How to search particular string in long varchar column?
SELECT query ,user_name FROM analytics.query_tracker where REGEXP_LIKE(query, 'junk');
(Also long datatype does not support simple like and ilike)
This query is returning error-
[Code: 4551, SQL State: 22021] [Vertica]VJDBC ERROR: Regexp encountered an invalid UTF-8 character
Best Answers
-
Jim_Knicely - Select Field - Administrator
REGEXP_LIKE works fine on LONG data types like LONG VARCHAR.
Example:
dbadmin=> CREATE TABLE t (c LONG VARCHAR); CREATE TABLE dbadmin=> INSERT INTO t SELECT 'Some junk'; OUTPUT -------- 1 (1 row) dbadmin=> SELECT * FROM t WHERE REGEXP_LIKE(c, 'junk'); c ----------- Some junk (1 row)
The error you are getting is because you've stored some non UTF-8 data in the column in some record(s).
Take a look here:
https://forum.vertica.com/discussion/240991/remove-non-utf-8-characters-from-varchar-column1 -
Jim_Knicely - Select Field - Administrator
Like this:
dbadmin=> INSERT INTO t SELECT E'\xa0' || 'Test!' || E'\xa0'; OUTPUT -------- 1 (1 row) dbadmin=> SELECT * FROM t; c ----------- Some junk ▒Test!▒ (2 rows) dbadmin=> SELECT * FROM t WHERE REGEXP_LIKE(c, '[^\t\r\n\x20-\x7E]+', 'b'); c --------- ▒Test!▒ (1 row)

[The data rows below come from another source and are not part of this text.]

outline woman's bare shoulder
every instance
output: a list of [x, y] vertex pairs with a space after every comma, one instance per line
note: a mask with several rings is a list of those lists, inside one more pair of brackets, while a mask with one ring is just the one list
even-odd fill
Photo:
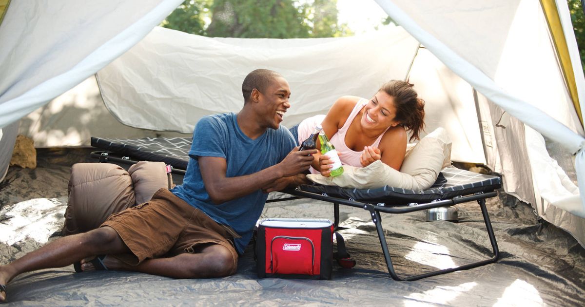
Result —
[[382, 150], [386, 148], [394, 149], [404, 148], [406, 150], [408, 139], [408, 135], [404, 127], [401, 126], [391, 127], [384, 133], [381, 140], [380, 140], [378, 147]]
[[348, 110], [351, 112], [353, 109], [353, 107], [356, 106], [356, 104], [360, 99], [362, 99], [361, 97], [357, 96], [342, 96], [335, 101], [335, 103], [333, 104], [331, 108], [335, 109], [338, 112], [343, 112], [343, 111], [347, 111]]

But, you can probably just run your original query with the B option of the REGEXP_LIKE function...
SELECT query, user_name FROM analytics.query_tracker where REGEXP_LIKE(query, 'junk', 'b');
1
Answers
But my table has 50 million records how do I identify non utf data.
@Jim_Knicely you are awesome !